Help! Is my chatbot falling into the uncanny valley? An empirical study of user experience in human-chatbot interaction
Advances in artificial intelligence strengthen chatbots’ ability to resemble human conversational agents. For some application areas, it may be tempting not to be transparent regarding a conversational agent’s nature as chatbot or human. However, the uncanny valley theory suggests that such lack in transparency may cause uneasy feelings in the user. In this study, we combined quantitative and qualitative methods to investigate this issue.

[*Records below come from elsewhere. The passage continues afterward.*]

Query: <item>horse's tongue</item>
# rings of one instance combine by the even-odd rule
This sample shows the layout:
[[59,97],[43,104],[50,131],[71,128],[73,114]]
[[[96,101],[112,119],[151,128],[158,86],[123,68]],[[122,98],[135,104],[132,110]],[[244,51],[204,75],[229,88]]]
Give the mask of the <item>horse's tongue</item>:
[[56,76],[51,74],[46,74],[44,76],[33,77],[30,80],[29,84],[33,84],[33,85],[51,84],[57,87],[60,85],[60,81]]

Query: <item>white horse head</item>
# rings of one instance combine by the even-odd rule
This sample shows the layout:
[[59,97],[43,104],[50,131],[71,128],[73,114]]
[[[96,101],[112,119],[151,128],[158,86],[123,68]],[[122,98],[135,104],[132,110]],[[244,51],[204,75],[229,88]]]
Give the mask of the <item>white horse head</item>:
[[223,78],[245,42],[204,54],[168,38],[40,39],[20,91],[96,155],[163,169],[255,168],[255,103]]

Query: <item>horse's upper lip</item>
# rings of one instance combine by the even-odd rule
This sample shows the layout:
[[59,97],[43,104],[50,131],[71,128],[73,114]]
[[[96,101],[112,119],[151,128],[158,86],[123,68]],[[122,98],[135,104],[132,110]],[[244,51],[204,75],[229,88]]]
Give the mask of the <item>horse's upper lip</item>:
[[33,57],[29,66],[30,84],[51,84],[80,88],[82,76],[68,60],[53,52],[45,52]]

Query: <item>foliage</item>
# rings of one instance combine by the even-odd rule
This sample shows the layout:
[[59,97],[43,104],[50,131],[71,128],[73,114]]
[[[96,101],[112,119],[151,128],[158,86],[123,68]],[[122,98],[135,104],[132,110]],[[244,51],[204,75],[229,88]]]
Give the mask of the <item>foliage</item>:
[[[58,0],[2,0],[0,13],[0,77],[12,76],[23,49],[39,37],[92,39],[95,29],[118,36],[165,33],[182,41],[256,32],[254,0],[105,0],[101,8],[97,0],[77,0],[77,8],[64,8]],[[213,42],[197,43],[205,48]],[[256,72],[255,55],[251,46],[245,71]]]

First, we used a 2 x 2 experimental research design (n = 28) to investigate effects of lack in transparency on the perceived pleasantness of the conversation in addition to perceived human likeness and affinity for the conversational agent. Second, we conducted an exploratory analysis of qualitative participant reports on these conversations. We did not find that a lack in transparency negatively affected user experience, but we identified three factors important to participants’ assessments. The findings are of theoretical and practical significance and motivate future research.